According to the article 129 of AoA of the Company, the office of a director becomes vacant if a director sends his notice of resignation in writing to the company. The Court held that this clause doesn’t require the acceptance of the resignation by the board for resignation to take effect. Further, where a person had sent his notice of resignation to the company on a date, clearly expressing that he wants to relinquish his post, ceased to be the director of that company from a specified date. In the case where all the directors of a company resign, then the Central Government will appoint the required no. of directors until new directors are appointed by the company.

As per section 168(2)
The resignation shall be effective from

  1. Date on which notice is received by company or
  2. Any other date specified by director

As per section 168(2), the director who has resigned shall be liable even after his resignation for the offences which occurred during his tenure.

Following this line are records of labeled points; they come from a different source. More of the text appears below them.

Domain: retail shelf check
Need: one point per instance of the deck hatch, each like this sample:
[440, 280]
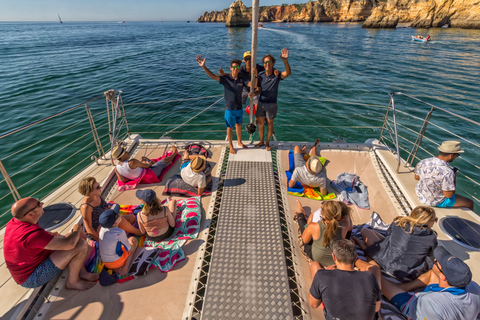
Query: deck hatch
[248, 277]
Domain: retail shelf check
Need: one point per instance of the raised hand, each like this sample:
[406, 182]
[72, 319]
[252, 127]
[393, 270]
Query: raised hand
[200, 60]
[284, 55]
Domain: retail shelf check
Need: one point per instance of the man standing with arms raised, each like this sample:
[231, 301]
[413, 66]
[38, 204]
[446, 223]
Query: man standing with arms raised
[268, 82]
[233, 85]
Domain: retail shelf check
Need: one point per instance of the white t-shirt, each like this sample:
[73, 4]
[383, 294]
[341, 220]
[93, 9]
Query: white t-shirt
[195, 179]
[110, 241]
[302, 175]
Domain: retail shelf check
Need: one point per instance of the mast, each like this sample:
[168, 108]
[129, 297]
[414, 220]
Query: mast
[255, 7]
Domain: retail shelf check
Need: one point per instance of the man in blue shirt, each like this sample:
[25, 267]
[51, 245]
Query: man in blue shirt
[233, 85]
[450, 292]
[268, 82]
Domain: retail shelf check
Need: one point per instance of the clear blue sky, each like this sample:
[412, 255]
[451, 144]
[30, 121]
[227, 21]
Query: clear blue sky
[114, 10]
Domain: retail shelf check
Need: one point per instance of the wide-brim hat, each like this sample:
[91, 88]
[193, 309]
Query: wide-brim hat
[314, 165]
[118, 152]
[456, 271]
[198, 163]
[450, 147]
[147, 195]
[108, 217]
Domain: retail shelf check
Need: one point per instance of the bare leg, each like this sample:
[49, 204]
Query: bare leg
[269, 133]
[261, 130]
[230, 140]
[74, 259]
[133, 246]
[370, 236]
[238, 129]
[127, 226]
[463, 202]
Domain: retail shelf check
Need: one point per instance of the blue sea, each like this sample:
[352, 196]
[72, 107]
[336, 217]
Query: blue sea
[341, 77]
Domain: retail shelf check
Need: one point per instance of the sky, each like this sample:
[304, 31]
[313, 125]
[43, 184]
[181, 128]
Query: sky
[114, 10]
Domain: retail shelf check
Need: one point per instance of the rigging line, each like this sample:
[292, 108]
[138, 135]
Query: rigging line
[177, 100]
[193, 117]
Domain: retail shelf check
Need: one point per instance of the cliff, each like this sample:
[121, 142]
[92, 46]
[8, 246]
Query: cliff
[375, 13]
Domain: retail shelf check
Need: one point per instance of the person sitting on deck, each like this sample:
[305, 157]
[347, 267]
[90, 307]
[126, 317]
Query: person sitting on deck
[192, 173]
[344, 292]
[130, 169]
[318, 237]
[233, 85]
[116, 250]
[437, 180]
[93, 205]
[449, 291]
[157, 221]
[308, 172]
[407, 250]
[35, 256]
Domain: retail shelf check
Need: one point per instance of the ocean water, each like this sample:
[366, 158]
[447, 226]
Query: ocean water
[341, 77]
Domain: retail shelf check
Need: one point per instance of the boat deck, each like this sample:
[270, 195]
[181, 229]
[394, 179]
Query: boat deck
[252, 177]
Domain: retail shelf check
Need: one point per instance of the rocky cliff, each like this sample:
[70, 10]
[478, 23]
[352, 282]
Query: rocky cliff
[377, 13]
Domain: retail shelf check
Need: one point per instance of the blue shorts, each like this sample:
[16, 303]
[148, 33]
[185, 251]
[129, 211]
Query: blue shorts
[44, 273]
[448, 202]
[233, 117]
[401, 300]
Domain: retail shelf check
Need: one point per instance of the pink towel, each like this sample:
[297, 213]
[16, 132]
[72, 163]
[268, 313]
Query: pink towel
[147, 176]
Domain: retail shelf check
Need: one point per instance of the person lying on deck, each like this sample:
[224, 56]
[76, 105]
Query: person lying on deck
[345, 292]
[449, 291]
[116, 250]
[35, 256]
[318, 237]
[308, 172]
[192, 173]
[407, 250]
[157, 221]
[130, 169]
[93, 205]
[437, 180]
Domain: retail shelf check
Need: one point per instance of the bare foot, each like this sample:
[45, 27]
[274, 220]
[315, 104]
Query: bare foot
[81, 285]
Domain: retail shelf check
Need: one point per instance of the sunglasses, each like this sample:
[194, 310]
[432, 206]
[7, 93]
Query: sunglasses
[39, 204]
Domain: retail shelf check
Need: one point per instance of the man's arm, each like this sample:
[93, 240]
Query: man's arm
[284, 57]
[65, 243]
[201, 63]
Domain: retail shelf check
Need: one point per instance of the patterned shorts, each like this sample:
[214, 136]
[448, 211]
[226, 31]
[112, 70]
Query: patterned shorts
[45, 272]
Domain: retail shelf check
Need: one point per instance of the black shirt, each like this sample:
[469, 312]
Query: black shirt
[346, 294]
[233, 91]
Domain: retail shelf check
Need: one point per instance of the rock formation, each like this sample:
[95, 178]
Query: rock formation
[375, 13]
[237, 15]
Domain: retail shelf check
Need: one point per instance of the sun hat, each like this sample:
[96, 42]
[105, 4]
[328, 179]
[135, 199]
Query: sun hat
[118, 152]
[314, 165]
[147, 195]
[198, 163]
[108, 217]
[450, 147]
[456, 271]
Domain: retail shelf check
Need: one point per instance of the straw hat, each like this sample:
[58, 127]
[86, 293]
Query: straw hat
[314, 165]
[198, 163]
[118, 152]
[450, 147]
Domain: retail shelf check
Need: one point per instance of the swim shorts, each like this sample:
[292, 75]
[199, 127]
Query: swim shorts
[448, 202]
[44, 273]
[233, 117]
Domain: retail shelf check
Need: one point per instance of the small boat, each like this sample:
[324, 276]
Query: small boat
[421, 38]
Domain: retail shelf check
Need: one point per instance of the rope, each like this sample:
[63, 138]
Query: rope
[192, 117]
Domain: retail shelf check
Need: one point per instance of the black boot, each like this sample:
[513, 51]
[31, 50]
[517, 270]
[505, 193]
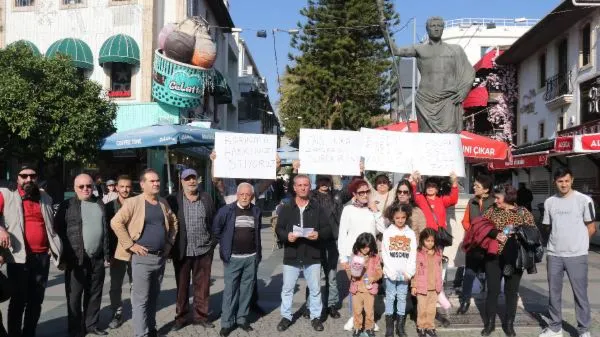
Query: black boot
[389, 325]
[508, 327]
[489, 327]
[400, 323]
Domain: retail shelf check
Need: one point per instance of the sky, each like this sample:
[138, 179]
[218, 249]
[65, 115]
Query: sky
[251, 15]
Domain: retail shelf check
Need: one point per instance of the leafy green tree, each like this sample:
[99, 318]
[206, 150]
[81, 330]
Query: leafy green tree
[340, 76]
[48, 109]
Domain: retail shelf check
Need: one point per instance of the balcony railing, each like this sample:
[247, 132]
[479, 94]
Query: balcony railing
[558, 85]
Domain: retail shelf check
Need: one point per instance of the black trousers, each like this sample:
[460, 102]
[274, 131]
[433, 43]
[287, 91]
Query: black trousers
[493, 272]
[84, 281]
[28, 282]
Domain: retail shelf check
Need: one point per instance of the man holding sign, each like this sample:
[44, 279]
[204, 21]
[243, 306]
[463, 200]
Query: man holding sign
[302, 225]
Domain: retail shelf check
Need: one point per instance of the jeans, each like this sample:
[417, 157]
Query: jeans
[85, 283]
[395, 290]
[147, 272]
[239, 275]
[312, 274]
[118, 268]
[28, 282]
[577, 272]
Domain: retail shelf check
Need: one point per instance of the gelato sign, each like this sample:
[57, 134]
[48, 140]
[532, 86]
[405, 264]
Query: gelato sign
[182, 82]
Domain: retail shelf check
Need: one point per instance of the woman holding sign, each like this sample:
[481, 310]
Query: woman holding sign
[362, 216]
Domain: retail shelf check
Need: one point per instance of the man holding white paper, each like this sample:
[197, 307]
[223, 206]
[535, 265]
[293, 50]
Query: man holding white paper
[302, 250]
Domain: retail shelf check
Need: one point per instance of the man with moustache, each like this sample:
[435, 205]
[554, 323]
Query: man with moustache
[193, 249]
[26, 225]
[237, 227]
[118, 268]
[81, 224]
[145, 227]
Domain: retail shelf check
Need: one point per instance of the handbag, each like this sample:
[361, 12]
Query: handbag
[443, 238]
[5, 288]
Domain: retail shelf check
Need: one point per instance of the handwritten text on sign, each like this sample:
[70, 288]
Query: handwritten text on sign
[243, 155]
[404, 152]
[329, 152]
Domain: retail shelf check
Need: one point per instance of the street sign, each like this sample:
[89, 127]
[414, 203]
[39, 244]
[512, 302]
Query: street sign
[586, 2]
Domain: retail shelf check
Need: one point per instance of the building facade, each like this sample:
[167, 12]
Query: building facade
[557, 63]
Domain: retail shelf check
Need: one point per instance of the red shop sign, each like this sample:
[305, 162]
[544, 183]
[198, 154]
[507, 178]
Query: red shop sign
[524, 161]
[563, 144]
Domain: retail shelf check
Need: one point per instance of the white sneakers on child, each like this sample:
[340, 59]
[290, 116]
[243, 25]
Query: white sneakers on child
[547, 332]
[349, 326]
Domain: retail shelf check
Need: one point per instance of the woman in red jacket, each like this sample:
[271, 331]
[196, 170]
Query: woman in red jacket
[433, 205]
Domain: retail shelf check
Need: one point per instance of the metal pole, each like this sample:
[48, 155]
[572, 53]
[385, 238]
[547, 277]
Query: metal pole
[414, 84]
[169, 185]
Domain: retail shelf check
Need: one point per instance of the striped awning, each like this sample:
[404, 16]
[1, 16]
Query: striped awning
[120, 48]
[29, 45]
[79, 52]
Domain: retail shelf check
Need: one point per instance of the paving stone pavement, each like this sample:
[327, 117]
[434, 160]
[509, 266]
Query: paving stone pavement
[53, 322]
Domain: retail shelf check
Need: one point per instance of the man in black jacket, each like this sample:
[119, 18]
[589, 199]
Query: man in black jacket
[81, 224]
[302, 226]
[193, 249]
[118, 268]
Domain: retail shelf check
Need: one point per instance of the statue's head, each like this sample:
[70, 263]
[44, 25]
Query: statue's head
[435, 28]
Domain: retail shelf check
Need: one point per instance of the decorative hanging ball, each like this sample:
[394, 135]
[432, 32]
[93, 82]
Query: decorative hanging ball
[205, 49]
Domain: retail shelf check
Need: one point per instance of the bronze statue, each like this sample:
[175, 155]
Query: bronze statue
[446, 79]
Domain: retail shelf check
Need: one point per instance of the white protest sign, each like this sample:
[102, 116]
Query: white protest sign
[334, 152]
[388, 151]
[438, 154]
[245, 155]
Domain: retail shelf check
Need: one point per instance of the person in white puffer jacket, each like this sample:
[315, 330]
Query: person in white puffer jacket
[362, 216]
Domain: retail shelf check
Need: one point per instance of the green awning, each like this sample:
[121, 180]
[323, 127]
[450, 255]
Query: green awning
[80, 53]
[120, 48]
[220, 89]
[29, 45]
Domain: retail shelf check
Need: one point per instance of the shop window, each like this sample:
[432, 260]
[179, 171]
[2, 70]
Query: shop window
[120, 80]
[585, 45]
[24, 3]
[542, 70]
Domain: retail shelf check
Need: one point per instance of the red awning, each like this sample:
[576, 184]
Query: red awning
[474, 146]
[521, 161]
[478, 96]
[563, 144]
[486, 61]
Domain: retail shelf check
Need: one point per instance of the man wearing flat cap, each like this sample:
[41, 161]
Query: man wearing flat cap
[27, 227]
[192, 252]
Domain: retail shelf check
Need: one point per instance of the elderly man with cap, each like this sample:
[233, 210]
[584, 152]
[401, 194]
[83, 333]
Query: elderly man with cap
[193, 249]
[83, 228]
[27, 226]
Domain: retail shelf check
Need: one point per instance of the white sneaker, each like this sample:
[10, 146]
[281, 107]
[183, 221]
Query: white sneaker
[349, 326]
[547, 332]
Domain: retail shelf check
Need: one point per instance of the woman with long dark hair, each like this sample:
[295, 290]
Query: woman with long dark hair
[505, 215]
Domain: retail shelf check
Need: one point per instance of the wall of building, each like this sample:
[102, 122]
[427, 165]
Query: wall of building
[94, 22]
[529, 79]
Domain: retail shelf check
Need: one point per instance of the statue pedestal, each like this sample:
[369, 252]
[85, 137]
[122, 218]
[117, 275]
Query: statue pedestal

In Scenario a. the Company can refer Section 174(2) of the Companies Act, 2013 and it’s Articles of Association for the remedy. Section 174(2) provides if the number of directors falls below the quorum then the continuing directors:

  • may appoint a director in the meeting for increasing the number of directors to that fixed for the quorum or
  • • Summon a general meeting of the company to appoint a director and for no other purpose. Clause 69 of Table F provides that if the number of directors falls below the quorum fixed by the Act, the remaining directors can, for increasing the number of directors to that fixed quorum, summon a General Meeting of the Company.
    In Scenario b. the Company can refer section 168(3) of Companies Act, 2013. The section provides that when all the directors of a company resign from the Board, the promoter or the Central Government in promoter’s absence, shall appoint the required number of directors who shall hold office till the directors can be appointed in the general meeting.

Noting mention in the section 168 of the companies act, 2013, regarding notice period of the director to be serve. However the director in the board meeting can express his opinion for not continuing as a director and his unwillingness to serve notice period.
Its upon the company then how to compensate from the director.